A ONG suíça “Terre des Femmes” reivindica direito de permanência para vítimas do tráfico humano e prostituição forçada. Até hoje, o visto só é dado caso a pessoa colabore com as autoridades ao participar de inquéritos e testemunhar, algo que muitas temem devido às ameaças que sofrem.

No “Au Coeur des Grottes” muitas delas encontram um aliado. “Lutamos frente às autoridades para as mulheres que estão conosco não sejam expulsas. Elas precisam de tempo para se recuperar. Ao comprovarmos sua situação é até possível fazer um pedido de visto humanitário de um até dois anos”, explica von Arx-Vernon.

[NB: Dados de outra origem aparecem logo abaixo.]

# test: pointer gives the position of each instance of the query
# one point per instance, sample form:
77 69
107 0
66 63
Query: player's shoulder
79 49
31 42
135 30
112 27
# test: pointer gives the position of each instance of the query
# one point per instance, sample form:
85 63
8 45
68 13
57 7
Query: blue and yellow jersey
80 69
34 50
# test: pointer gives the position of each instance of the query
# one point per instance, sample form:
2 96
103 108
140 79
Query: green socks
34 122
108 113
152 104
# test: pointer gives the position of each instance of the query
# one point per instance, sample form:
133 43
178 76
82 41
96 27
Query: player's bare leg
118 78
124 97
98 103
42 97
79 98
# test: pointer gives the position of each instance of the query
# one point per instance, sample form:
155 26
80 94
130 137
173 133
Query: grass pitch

swissinfo, Alexander Thoele e Simon Bradley

Um relatório da Polícia Federal Suíça publicado no ano passado estima que a indústria do sexo chega a movimentar 3,2 bilhões de francos (US$ 3,07 bilhões) por ano no país.
O número de prostitutas trabalhando na Suíça aumentou em 20% entre 2003 e 2005, com 14 mil delas registradas como “trabalhadoras do sexo” em 2005.
O relatório estima entre 1.500 e 3.000 o número de vítimas de tráfico humano no país em 2005.
O tráfico humano é a terceira mais lucrativa atividade criminosa, depois de tráfico de armas e de drogas.
O número telefônico de atendimento em Genebra: 0800 20 80 20 (funciona de 14 às 18 horas, de segunda à sexta-feira)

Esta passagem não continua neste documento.